The writer of the article, Mark Cousins, deals briefly with the ubiquity and import of Amitabh Bachchan, Shah Rukh Khan, Aishwarya Rai and Sharmila Tagore before plunging into the emotional swirl of Guru Dutt’s incandescent career and, to some extent, his gloom-laden life.

The comparison between Welles and Dutt is not as groundbreaking as it might seem at first. Cousins arrived at this conclusion with help from Ashish Rajadhyaksha and Paul Willemen’s Encyclopaedia of Indian Cinema. In the encyclopaedia, Rajadhyaksha and Willemen suggest that Dutt’s Kaagaz ke Phool (1959) is his Citizen Kane. Cousins, in his article, rightly lionises Dutt as a unique artist.

Dutt’s sister, the artist Lalitha Lajmi, has not heard about the article but she agrees with the comparison with Welles, “Yes, I believe it is a fair comparison. I am not entirely aware of which other films from the black-and-white era influenced him. But I can say with certainty that Citizen Kane was a source of great inspiration.”

“He started by learning dance under Uday Shankar and when he first arrived at Prabhat Studio in Pune, he took up choreography. From that beginning, he went on to become an assistant director and, finally, a director.”

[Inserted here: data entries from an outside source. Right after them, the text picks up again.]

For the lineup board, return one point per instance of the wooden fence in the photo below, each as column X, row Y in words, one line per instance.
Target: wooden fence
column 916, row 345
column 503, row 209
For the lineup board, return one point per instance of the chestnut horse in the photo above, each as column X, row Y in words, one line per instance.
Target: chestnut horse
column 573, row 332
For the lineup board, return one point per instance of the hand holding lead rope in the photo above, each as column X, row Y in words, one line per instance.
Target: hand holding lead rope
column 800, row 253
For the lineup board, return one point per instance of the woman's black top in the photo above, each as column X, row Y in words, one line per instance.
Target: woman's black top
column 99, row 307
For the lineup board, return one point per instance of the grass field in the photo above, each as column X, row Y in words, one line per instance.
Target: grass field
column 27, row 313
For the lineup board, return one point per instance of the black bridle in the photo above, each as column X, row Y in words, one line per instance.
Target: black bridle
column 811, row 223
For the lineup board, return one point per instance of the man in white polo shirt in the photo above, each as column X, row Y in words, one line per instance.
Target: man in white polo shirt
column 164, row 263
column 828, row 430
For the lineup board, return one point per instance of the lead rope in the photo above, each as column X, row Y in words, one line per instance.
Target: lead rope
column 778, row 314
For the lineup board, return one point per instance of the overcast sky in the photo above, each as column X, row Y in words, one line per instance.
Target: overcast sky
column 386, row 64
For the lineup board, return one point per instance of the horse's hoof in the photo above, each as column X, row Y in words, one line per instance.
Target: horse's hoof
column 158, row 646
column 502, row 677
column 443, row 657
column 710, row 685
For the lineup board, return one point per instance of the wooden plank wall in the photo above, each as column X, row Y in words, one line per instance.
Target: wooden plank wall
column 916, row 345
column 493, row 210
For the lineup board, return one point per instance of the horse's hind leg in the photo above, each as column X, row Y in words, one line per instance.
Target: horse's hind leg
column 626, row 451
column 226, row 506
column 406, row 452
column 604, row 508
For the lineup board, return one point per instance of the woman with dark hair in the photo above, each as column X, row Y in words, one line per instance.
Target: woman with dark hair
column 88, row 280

The coda to Guru Dutt: Such Sweet Sorrow states: “Dutt was a determined, troubled movie star in the complex Indian manner. He created his own screen persona and those of others. He was instinctively downbeat in a film world otherwise inclined, and his characters were variously autobiographical. Dutt was one of the great, brooding figures in post-Independence Indian cinema.”